The Quasiturbine used in steam turbo-pump mode is well suitable to pump water system condensate directly from steam pressure applied to one of its 2 circuits.

In pump mode, the Quasiturbine gives a nearly linear flow with the rpm on quite a large range, which makes it a precise flow valve or dosimeter for the chemical industries, or eventually as a powerful rocket fuel injector and mixer driven by the combustion gas itself... In application like rocket fuel Quasiturbine turbo-pump, the engine cycle can be pressurized by the combusted gas, while the pump cycle handling fuel, the contaminated engine mode exit being injected into the post-combustion. Notice that the flow rate is controlled by the RPM, but the fuel exit pressure is controlled by the gas pressure at the engine circuit intake, a very interesting characteristic in the case of rockets application.

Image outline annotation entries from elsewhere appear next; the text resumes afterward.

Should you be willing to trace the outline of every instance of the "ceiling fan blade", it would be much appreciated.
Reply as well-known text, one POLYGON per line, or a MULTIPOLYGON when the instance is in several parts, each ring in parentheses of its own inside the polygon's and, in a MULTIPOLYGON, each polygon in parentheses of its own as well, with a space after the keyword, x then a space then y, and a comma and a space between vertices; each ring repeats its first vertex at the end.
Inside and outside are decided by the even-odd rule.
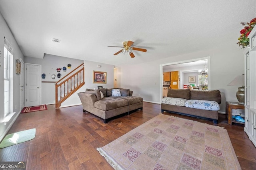
POLYGON ((117 55, 119 53, 121 53, 122 50, 122 50, 122 50, 120 50, 120 51, 119 51, 118 52, 117 52, 117 53, 114 53, 114 55, 117 55))
POLYGON ((121 47, 124 48, 124 47, 120 47, 120 46, 108 46, 108 47, 121 47))
POLYGON ((134 54, 133 54, 133 53, 132 53, 132 52, 130 54, 130 55, 132 58, 134 58, 135 57, 135 56, 134 54))
POLYGON ((147 50, 146 49, 141 49, 140 48, 136 48, 136 47, 132 47, 132 49, 137 50, 138 51, 142 51, 142 52, 147 52, 147 50))
POLYGON ((134 43, 131 41, 128 41, 127 43, 127 46, 128 47, 131 47, 131 46, 134 43))

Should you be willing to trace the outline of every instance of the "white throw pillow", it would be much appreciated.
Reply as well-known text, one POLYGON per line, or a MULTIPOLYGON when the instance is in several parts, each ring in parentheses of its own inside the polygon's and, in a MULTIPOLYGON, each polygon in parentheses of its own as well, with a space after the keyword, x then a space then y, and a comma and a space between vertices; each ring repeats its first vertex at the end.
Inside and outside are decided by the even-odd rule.
POLYGON ((118 89, 112 89, 111 96, 121 96, 121 90, 118 89))
POLYGON ((102 98, 103 98, 104 97, 104 95, 103 95, 103 94, 102 93, 102 92, 101 92, 101 91, 100 91, 100 97, 101 97, 101 98, 102 99, 102 98))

Refrigeration: Adsorption Refrigeration Engineering Thermal Physics. Conventional pressure regulators make all the gas to expand from the constant high pressure side, and the gas pressure-kinetic energy at the needle is converted into undesirable heat, reducing accordingly the amount of cold produced. The Quasiturbine rotary expander allow for individual chamber to expand at a variable reduced pressure during expansion, and such reduces the gas kinetic energy transformation into destructive heat. Furthermore, the Quasiturbine recuperates mechanically the gas differential pressure energy, which can be used to run more compressors and make more cold... A double energy efficiency gains! A single Quasiturbine in tubo-pump (tubo-compressor) mode could have one circuit used as rotary expander while the other is used to compress back some of the expanded gas. This offers great enhancement of thermodynamic cooling machine, and specially in high power LNG - Liquid Natural Gas liquefaction stations. Of course, this efficiency enhancement is also available for more modest cooling system and air conditioning equipments.